Sports viewing: a game of change
We would like to open the discussion about the shifting landscape of sports consumption, highlighting three crucial lessons for broadcasters and rights holders:
As the sports marketing landscape evolves, it’s transforming how brands and corporations interact with fans, athletes, and teams. Given the advances in tech and shifts in what consumers want, it’s key for industry leaders to keep a step ahead of these changes. This is how they’ll keep their competitive advantage in this ever-changing sports market.
Short-form video: Online video streaming is booming, making short-form videos and sports highlights a big hit, particularly with the younger generations. They often lean towards this style over watching full-length games. Although full-scale live games may lose some relevance, these quick bits of content open up sports to a wider audience by making it more accessible and easier to digest.

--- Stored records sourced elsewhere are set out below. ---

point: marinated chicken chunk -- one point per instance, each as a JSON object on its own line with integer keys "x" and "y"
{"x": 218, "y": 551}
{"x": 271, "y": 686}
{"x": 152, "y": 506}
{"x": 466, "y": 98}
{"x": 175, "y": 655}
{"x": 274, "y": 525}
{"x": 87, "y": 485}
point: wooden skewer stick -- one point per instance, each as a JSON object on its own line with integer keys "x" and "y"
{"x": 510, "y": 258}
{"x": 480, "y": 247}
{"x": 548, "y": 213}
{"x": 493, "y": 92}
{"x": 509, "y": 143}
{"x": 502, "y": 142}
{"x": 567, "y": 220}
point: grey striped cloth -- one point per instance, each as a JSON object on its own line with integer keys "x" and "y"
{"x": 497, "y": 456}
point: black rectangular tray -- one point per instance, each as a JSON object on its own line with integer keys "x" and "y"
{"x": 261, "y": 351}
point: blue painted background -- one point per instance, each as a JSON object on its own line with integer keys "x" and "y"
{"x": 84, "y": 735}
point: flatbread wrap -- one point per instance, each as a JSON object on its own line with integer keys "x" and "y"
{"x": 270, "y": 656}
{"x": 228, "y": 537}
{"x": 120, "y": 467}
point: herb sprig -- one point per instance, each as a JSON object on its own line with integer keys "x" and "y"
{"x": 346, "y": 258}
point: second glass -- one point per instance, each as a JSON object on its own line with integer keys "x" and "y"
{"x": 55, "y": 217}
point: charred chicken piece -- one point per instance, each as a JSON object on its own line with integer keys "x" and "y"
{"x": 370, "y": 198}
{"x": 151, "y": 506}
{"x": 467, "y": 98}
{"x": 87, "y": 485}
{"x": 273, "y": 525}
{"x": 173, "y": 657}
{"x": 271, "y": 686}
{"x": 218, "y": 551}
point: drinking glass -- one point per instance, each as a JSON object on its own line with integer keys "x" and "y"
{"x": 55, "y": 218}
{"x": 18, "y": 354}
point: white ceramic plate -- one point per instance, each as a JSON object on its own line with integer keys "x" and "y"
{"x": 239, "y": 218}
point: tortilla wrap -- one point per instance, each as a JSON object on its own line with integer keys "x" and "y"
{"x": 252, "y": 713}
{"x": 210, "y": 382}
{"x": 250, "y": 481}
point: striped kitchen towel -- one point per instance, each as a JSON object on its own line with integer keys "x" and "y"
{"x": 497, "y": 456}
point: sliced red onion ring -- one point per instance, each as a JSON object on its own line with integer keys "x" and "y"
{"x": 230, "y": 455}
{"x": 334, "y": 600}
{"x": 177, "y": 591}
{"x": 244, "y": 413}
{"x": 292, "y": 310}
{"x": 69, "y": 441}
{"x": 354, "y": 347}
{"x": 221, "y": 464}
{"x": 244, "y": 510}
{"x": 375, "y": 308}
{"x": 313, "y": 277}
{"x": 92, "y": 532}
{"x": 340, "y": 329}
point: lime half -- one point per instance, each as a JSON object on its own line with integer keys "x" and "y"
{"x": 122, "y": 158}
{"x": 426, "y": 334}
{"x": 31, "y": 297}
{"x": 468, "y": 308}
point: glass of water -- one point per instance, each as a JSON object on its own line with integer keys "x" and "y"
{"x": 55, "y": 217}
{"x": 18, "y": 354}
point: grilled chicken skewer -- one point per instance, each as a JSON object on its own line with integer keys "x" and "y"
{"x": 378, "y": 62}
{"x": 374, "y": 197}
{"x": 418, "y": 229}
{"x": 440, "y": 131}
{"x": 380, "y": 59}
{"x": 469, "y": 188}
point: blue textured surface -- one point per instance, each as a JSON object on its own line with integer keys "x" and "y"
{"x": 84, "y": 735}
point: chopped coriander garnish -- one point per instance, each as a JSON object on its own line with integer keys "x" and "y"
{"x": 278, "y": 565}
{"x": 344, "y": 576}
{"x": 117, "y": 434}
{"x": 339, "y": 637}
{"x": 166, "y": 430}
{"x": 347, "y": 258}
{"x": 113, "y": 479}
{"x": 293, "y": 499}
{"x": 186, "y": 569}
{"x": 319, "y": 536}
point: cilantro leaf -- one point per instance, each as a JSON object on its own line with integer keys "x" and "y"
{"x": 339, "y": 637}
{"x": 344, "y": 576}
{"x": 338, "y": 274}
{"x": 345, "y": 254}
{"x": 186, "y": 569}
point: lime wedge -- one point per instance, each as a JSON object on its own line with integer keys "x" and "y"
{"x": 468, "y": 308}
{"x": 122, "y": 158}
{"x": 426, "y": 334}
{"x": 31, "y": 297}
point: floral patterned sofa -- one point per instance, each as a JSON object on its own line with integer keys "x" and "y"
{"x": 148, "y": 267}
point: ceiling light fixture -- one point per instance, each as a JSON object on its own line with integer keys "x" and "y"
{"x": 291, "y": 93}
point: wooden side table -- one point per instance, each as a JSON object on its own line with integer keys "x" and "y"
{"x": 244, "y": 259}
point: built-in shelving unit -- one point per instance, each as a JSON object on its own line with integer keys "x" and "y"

Shortening attention span: This trend is connected to a drop in viewer attention spans, a result of our consumption of edited, quick-to-digest content on social media. More often than not, fans, predominantly younger ones, opt for highlights on apps like YouTube, Snapchat, and TikTok over watching a full match.
When attention spans shrink, sports fans often split their attention between the game and other activities, giving rise to what’s casually called the “second screen” experience. It is the habit of using another device, such as a smartphone or tablet, while watching the game on the main screen. It’s an opportunity waiting to be seized by sports organizations and marketers. They can fill this space by offering bonus content or interactive experiences on these secondary screens – imagine social media exchanges, live discussions, or even fantasy sports games.
Personalized experience: Fans are now looking for a more personalized touch. They crave content specially curated to their interests rather than just generic content. It’s not just about the sport but also their favourite teams or players. Broadcasters need to think out of the box to keep the viewers glued to their screens for longer.
They are already adding interactive elements, live statistics, in-depth analytics, or even experiences involving virtual or augmented reality. The goal is simple – to provide an all-encompassing, captivating experience that goes hand in hand with the digital habits of the younger audience.
While traditional ways of watching sports might change, consumption and engagement will likely keep climbing. It’s important for broadcasters and rights holders to keep pace with evolving fan preferences.